Bob Dockhorn has been a remarkable colleague for all of us for the past 12 years. In my experience with him, there has been no controversy among Friends, no piece of Quaker history with which he is unfamiliar or cannot quickly find just the right resource to get the needed answers. When we’ve been in the graphic design process of choosing images for the magazine, it’s amazed me how Bob seems to know a remarkably huge number of contemporary Friends in those images. Numerous decades of attending Quaker gatherings of all sorts has produced that. Recently, staff looked at piles of photographs of meetinghouse benches as we consulted together on the design for a book cover. Bob pointed out to us that one set of benches were of particular historical relevance. Though others of us in that conversation also have decades of experience in dealing with the same content, I think we all learned something new that day—just one more gem offered by our unassuming colleague, who holds a PhD in History, and has often put that training to good use on our behalf. Perhaps the place where Bob’s background as a university professor has been most evident is in his work with our interns, providing a truly remarkable learning experience for them not only in journalism, but also in exposing them to the Quaker value of honoring their ideas and contributions and giving them serious work to perform. If you read the intern testimonials on our website (, it’s easy to read between the lines and see the great care, thoughtfulness, and attention Bob gave to over 90 young people during his time here.

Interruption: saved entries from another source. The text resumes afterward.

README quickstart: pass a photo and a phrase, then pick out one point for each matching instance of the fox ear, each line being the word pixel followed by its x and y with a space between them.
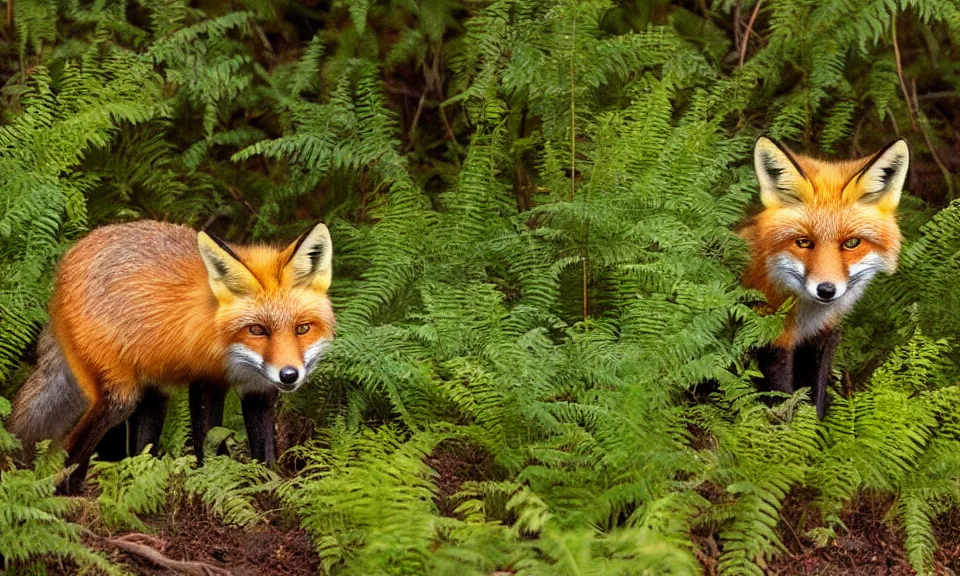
pixel 229 277
pixel 311 259
pixel 781 178
pixel 881 181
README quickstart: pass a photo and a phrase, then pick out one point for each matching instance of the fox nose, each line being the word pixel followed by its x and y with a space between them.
pixel 826 290
pixel 289 375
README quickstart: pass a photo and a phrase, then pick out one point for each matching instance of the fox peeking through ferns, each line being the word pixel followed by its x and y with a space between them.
pixel 827 228
pixel 143 306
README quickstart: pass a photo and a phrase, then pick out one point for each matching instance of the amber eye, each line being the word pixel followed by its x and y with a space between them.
pixel 851 243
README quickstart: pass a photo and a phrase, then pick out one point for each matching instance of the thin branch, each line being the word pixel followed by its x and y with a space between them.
pixel 129 545
pixel 746 35
pixel 573 159
pixel 416 118
pixel 903 85
pixel 736 27
pixel 947 175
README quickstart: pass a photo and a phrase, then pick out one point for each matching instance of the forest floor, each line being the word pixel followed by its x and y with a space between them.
pixel 270 549
pixel 871 546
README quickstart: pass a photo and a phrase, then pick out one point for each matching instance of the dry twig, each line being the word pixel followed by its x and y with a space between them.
pixel 132 544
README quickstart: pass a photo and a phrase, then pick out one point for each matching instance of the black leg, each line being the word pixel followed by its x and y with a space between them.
pixel 776 364
pixel 107 412
pixel 146 424
pixel 206 412
pixel 113 447
pixel 258 418
pixel 813 362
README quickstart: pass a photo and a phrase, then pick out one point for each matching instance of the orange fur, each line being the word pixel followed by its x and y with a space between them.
pixel 170 329
pixel 825 203
pixel 133 306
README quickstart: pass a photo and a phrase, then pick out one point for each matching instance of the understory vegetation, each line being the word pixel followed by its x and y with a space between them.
pixel 533 206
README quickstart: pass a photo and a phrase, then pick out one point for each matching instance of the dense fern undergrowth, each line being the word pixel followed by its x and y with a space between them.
pixel 533 206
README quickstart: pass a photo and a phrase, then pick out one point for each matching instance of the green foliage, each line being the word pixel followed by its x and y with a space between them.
pixel 533 205
pixel 136 485
pixel 34 526
pixel 227 487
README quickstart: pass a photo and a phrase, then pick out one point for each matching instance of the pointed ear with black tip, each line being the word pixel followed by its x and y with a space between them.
pixel 781 179
pixel 311 259
pixel 229 277
pixel 881 181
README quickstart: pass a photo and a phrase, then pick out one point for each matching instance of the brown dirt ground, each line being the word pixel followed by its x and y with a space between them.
pixel 871 548
pixel 190 534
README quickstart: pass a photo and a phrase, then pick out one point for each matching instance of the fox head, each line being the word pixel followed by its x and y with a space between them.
pixel 827 228
pixel 272 307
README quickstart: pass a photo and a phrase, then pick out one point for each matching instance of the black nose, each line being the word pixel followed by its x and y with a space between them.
pixel 825 290
pixel 289 375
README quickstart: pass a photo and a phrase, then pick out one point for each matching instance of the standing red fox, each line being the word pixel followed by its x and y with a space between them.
pixel 826 230
pixel 142 306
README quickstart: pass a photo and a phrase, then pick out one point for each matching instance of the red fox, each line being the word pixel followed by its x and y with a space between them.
pixel 827 228
pixel 143 306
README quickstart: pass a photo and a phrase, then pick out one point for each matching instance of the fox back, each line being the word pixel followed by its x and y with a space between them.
pixel 826 229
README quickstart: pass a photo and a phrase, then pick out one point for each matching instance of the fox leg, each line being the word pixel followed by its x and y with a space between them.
pixel 105 412
pixel 146 423
pixel 813 362
pixel 258 420
pixel 206 411
pixel 776 364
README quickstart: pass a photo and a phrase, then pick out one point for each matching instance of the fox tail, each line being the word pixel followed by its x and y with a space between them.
pixel 49 403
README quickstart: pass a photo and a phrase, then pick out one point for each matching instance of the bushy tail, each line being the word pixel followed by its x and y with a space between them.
pixel 49 403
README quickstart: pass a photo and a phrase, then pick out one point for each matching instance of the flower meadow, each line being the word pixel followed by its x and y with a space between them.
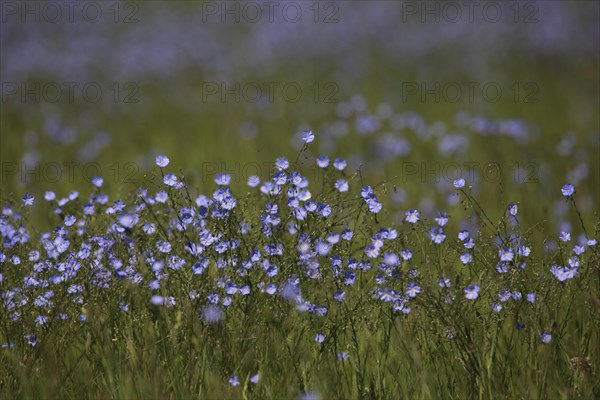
pixel 291 288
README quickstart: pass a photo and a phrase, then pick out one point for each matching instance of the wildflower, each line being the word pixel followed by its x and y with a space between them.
pixel 442 218
pixel 308 137
pixel 347 234
pixel 412 216
pixel 323 161
pixel 437 235
pixel 568 190
pixel 406 254
pixel 162 161
pixel 212 314
pixel 164 246
pixel 459 183
pixel 578 249
pixel 234 381
pixel 545 337
pixel 466 258
pixel 506 254
pixel 222 179
pixel 97 181
pixel 28 199
pixel 444 282
pixel 253 181
pixel 412 289
pixel 161 196
pixel 472 291
pixel 319 337
pixel 49 196
pixel 564 236
pixel 282 164
pixel 170 179
pixel 339 164
pixel 341 185
pixel 157 300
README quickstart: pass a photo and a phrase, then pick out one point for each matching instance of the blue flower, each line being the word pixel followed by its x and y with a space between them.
pixel 568 190
pixel 170 179
pixel 323 161
pixel 282 163
pixel 437 235
pixel 308 136
pixel 49 195
pixel 442 218
pixel 412 216
pixel 319 337
pixel 162 161
pixel 506 254
pixel 339 164
pixel 341 185
pixel 222 179
pixel 466 258
pixel 97 181
pixel 163 246
pixel 545 337
pixel 253 181
pixel 412 289
pixel 234 381
pixel 459 183
pixel 28 199
pixel 472 291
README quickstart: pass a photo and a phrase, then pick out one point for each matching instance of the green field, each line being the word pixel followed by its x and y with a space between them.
pixel 135 287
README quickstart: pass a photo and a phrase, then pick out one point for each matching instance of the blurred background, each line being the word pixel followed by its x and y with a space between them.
pixel 415 94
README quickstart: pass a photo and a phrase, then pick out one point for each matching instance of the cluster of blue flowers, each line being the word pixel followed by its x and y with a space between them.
pixel 295 242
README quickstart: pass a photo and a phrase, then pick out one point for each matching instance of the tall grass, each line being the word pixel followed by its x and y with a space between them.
pixel 118 313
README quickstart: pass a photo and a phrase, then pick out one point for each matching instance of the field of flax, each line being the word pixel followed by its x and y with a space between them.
pixel 360 200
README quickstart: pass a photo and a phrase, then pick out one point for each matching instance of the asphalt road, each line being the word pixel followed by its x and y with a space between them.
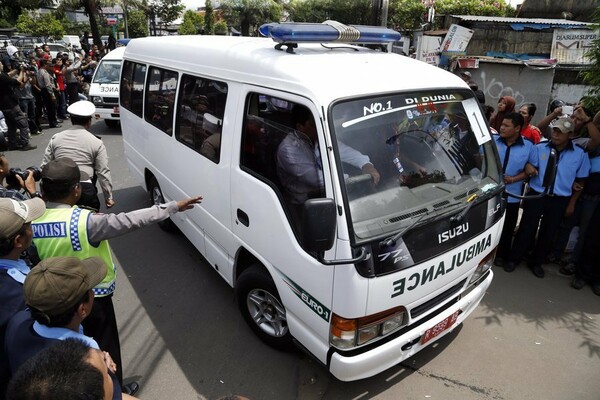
pixel 183 338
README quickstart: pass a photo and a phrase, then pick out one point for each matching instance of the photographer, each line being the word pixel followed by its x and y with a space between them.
pixel 27 82
pixel 47 84
pixel 9 104
pixel 17 188
pixel 71 71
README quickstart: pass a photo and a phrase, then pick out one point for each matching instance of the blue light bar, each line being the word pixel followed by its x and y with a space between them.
pixel 328 32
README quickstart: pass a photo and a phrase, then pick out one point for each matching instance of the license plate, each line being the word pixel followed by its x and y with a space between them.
pixel 439 328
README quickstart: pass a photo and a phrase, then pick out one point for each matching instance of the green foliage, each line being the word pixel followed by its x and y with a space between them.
pixel 209 18
pixel 591 75
pixel 137 24
pixel 345 11
pixel 405 15
pixel 248 15
pixel 221 28
pixel 497 8
pixel 192 23
pixel 167 10
pixel 44 25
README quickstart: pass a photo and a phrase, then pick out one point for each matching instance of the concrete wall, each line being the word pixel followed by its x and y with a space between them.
pixel 509 41
pixel 526 85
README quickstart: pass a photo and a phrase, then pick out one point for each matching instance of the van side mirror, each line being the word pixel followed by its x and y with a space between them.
pixel 318 225
pixel 550 174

Friend Dockhorn came to us at the end of his career, a seasoned and wise colleague, supervisor, mentor. I know he didn’t intend to stay with us so long. But he loved this work and put off retirement year after year because of the great pleasure he found in working with our authors, interns, and staff. He has been a valued and trusted colleague for me, and I write this column to celebrate his many, many contributions to the Journal, all made quietly, without expectation of public recognition. Bob retired at the end of June, handing over his files, notes, office, and interns to incoming Editor Martin Kelley. He is greatly missed—and already has written to let us know how much he enjoyed reading the most recent issue, one on which he did a lot of work, but was reading it afresh from a new vantage point.